2 tsp smoked paprika
1 tsp chili powder
1 chicken thigh, bone removed
2 tbsp olive oil
1 slice bacon, chopped
100ml/3½fl oz red wine
1 tbsp chopped fresh chives
chopped fresh parsley, to garnish
1 cube lactose free butter
salt and freshly ground black pepper
Serves - 1
Preheat the oven to 180C/160C Fan/Gas 4. In a bowl, combine the smoked paprika, chili powder, salt and pepper.
Open out the chicken thigh so that it's flat and roll in the spice mixture to coat.
Heat 1 tablespoon of the olive oil in an ovenproof frying pan and fry the chicken until golden-brown on all sides.
Transfer to the oven and roast for 10-12 minutes, or until cooked through.
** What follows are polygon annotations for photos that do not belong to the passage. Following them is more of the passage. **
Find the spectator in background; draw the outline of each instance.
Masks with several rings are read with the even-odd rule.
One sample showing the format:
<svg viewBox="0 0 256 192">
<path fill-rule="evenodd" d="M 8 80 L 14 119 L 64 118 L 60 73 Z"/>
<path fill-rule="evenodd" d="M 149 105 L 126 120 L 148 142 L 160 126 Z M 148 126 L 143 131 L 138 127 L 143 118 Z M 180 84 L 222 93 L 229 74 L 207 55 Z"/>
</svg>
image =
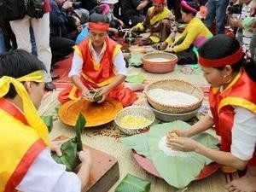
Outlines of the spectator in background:
<svg viewBox="0 0 256 192">
<path fill-rule="evenodd" d="M 108 35 L 110 38 L 117 36 L 119 34 L 118 28 L 124 26 L 122 20 L 115 18 L 113 15 L 110 6 L 108 4 L 103 3 L 103 4 L 97 5 L 90 11 L 90 13 L 102 14 L 102 15 L 106 15 L 108 16 L 108 19 L 109 20 Z"/>
<path fill-rule="evenodd" d="M 177 32 L 175 16 L 165 4 L 165 0 L 154 0 L 153 7 L 148 9 L 145 20 L 131 28 L 131 32 L 144 32 L 148 29 L 150 32 L 148 38 L 140 39 L 139 45 L 172 43 Z"/>
<path fill-rule="evenodd" d="M 49 0 L 50 37 L 49 46 L 52 50 L 53 65 L 73 52 L 74 41 L 67 38 L 67 9 L 73 9 L 73 3 L 65 0 Z"/>
<path fill-rule="evenodd" d="M 118 2 L 119 0 L 102 0 L 101 2 L 102 4 L 108 4 L 109 6 L 109 10 L 107 13 L 109 20 L 109 26 L 116 29 L 125 26 L 121 20 L 119 20 L 115 17 L 115 15 L 113 15 L 114 4 Z"/>
<path fill-rule="evenodd" d="M 143 9 L 150 3 L 150 0 L 122 0 L 121 15 L 126 26 L 132 27 L 143 22 L 145 19 Z"/>
<path fill-rule="evenodd" d="M 11 28 L 15 34 L 18 49 L 32 52 L 30 41 L 30 26 L 34 32 L 35 41 L 38 49 L 38 58 L 44 62 L 46 68 L 45 89 L 53 90 L 55 85 L 52 83 L 50 76 L 51 51 L 49 47 L 49 0 L 44 0 L 44 14 L 42 18 L 32 18 L 26 15 L 21 20 L 10 21 Z"/>
<path fill-rule="evenodd" d="M 177 54 L 177 63 L 181 65 L 197 64 L 197 49 L 212 37 L 209 29 L 196 17 L 200 10 L 199 6 L 200 4 L 195 2 L 181 1 L 182 19 L 188 25 L 183 32 L 175 39 L 173 44 L 171 44 L 171 47 L 169 45 L 166 49 Z M 161 48 L 165 48 L 166 45 L 166 43 L 162 43 Z"/>
<path fill-rule="evenodd" d="M 208 0 L 207 3 L 207 15 L 205 24 L 210 29 L 216 20 L 215 34 L 224 33 L 228 4 L 229 0 Z"/>
<path fill-rule="evenodd" d="M 236 16 L 237 14 L 233 15 L 231 13 L 231 15 L 230 18 L 230 26 L 237 27 L 238 29 L 241 30 L 241 32 L 240 32 L 240 30 L 237 30 L 237 33 L 239 33 L 239 32 L 241 33 L 240 36 L 237 34 L 237 37 L 241 37 L 241 44 L 242 45 L 243 50 L 246 52 L 246 51 L 249 50 L 250 42 L 251 42 L 252 36 L 253 36 L 253 32 L 244 29 L 242 22 L 246 18 L 250 17 L 250 9 L 253 4 L 253 1 L 252 0 L 240 0 L 240 3 L 242 3 L 241 13 L 241 15 L 239 15 L 240 17 Z"/>
</svg>

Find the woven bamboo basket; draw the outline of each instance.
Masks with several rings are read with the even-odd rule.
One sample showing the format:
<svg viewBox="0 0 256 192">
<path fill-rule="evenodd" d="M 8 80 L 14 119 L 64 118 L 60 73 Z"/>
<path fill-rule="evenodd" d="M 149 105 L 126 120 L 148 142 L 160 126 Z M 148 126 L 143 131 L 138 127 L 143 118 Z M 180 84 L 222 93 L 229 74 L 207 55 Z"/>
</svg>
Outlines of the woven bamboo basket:
<svg viewBox="0 0 256 192">
<path fill-rule="evenodd" d="M 151 59 L 154 59 L 154 61 L 150 61 Z M 165 59 L 166 61 L 160 61 L 161 59 Z M 165 73 L 174 70 L 177 57 L 174 54 L 156 51 L 144 54 L 142 57 L 142 61 L 143 63 L 143 68 L 147 72 Z"/>
<path fill-rule="evenodd" d="M 148 94 L 148 91 L 152 89 L 163 89 L 166 90 L 175 90 L 187 93 L 198 98 L 198 102 L 191 103 L 189 105 L 174 106 L 165 104 L 163 102 L 159 102 L 152 98 L 152 96 Z M 180 79 L 165 79 L 154 81 L 149 84 L 148 86 L 146 86 L 144 92 L 147 96 L 148 102 L 153 108 L 164 113 L 182 113 L 191 112 L 201 107 L 204 97 L 203 91 L 200 88 L 195 86 L 194 84 L 189 82 Z"/>
</svg>

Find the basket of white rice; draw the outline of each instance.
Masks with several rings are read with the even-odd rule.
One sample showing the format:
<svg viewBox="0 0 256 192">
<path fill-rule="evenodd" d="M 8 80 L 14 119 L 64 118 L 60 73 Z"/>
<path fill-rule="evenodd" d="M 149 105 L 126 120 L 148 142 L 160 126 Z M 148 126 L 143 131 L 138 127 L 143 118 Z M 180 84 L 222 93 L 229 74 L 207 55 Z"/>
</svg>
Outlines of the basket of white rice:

Meanwhile, heat the remaining tablespoon of oil in a pan and fry the bacon and fry gently until the bacon starts to crisp slightly, this should take about 5-7 minutes.
Add the red wine and simmer for 5 minutes, or until slightly reduced adding the lactose free butter at the end.
Remove the chicken from the oven and cut into strips. Add the chicken and chives to the pan and stir to combine.
Put the chicken mixture in a shallow dish, garnish with fresh parsley and serve.